Como é cediço, as disposições previstas em Edital de concurso público estão inseridas no âmbito do poder discricionário da Administração, sendo permitido ao Judiciário apenas o exame da legalidade e o devido cumprimento das normas pela Comissão Organizadora.

Sendo assim, ausente a prova de flagrante ilegalidade com relação aos critérios de avaliação do teste questionado, afasta-se a submissão do caso ao controle judicial, pois é vedado ao magistrado adentrar no mérito administrativo, substituindo a avaliação realizada pela banca examinadora do certame, sob pena de violação aos princípios constitucionais da isonomia, da impessoalidade, da moralidade e da publicidade.

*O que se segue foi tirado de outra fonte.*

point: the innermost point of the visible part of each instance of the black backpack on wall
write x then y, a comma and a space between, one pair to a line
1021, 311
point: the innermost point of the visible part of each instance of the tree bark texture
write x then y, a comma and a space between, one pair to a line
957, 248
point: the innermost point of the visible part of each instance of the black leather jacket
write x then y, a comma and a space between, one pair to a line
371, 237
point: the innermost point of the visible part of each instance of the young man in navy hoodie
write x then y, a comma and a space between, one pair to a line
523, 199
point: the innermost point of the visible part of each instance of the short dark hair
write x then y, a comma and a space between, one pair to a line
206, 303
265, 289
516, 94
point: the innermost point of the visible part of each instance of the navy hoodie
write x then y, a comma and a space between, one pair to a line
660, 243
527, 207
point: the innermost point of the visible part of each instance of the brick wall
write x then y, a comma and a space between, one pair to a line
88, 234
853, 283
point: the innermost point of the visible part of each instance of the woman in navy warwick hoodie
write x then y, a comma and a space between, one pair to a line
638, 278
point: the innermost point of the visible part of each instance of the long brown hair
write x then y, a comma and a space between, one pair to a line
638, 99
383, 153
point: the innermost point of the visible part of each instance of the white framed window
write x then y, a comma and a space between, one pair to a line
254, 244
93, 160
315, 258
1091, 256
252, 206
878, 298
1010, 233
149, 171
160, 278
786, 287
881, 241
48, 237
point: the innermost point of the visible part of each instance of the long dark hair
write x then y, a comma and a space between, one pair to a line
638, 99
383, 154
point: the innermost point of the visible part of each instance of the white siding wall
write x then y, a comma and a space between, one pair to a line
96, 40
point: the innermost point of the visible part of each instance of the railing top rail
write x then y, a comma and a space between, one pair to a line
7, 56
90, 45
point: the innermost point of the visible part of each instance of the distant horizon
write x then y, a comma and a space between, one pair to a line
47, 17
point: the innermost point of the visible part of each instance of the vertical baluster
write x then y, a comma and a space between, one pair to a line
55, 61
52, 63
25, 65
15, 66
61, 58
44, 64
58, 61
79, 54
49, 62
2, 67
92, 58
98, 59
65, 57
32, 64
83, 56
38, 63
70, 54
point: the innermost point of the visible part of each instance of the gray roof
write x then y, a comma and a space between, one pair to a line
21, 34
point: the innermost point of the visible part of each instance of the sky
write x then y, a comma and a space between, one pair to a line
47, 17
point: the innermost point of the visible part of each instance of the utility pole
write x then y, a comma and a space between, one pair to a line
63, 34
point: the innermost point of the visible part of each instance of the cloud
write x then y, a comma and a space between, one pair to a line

Na hipótese, apesar de o laudo psicoilógico discriminar o método e a técnica utilizados, não ficou claramente demonstrado a forma que se chegou ao resultado do exame. Veja-se:

 

“[…] Análise: De acordo com os dados advindos dos instrumentos
citados anteriormente, o candidato apresentou dentro das
competências comportamentais IMPRESCINDÍVEIS, resultado fora
do adequado (PERCENTIL 40 CLASSIFICADO COMO BAIXO) na
CAPACIDADE DE TRABALHAR EM EQUIPE apontado no teste
IPHEXA. A candidata, segundo o teste IPHEXA, tem maior inclinação
à introversão, costuma preferir atividades individuais ou em pequenos
grupos”. Conclusão: INAPTO por apresentar UM (1) resultado
inadequado para competência comportamental IMPRESCINDÍVEL
que, de acordo com Edital que rege tal concurso Item 15.7 que diz:
“15.7. Estará APTO para Curso de Formação de Soldado PM o
candidato que apresentar resultados adequados para o desempenho
do cargo em todos os fatores imprescindíveis; além de, no mínimo,
02 (dois) fatores importantes e 01 (um) fator desejável”

 

Assim, o magistrado observou, com acerto, que os laudos psicológicos até indicavam os métodos e as técnicas empregados, mas não mostravam o caminho lógico que levou à conclusão de inaptidão. Sem isso, não há como controlar a objetividade do exame. Registrou também que a banca não disponibilizou cópias integrais das avaliações psicológicas, em afronta ao art. 10, §1º, do Decreto Estadual nº 15.259/2013. Esse ponto comprometeu o contraditório e a ampla defesa da candidata.

Além disso, ao contrário do que defende os Apelados, é cabível o controle de legalidade do ato administrativo pelo Poder Judiciário, especialmente em casos de ofensa a princípios constitucionais – como a moralidade, probidade, impessoalidade, dentre outros -,pois a Administração Pública está adstrita ao disposto na Constituição Federal.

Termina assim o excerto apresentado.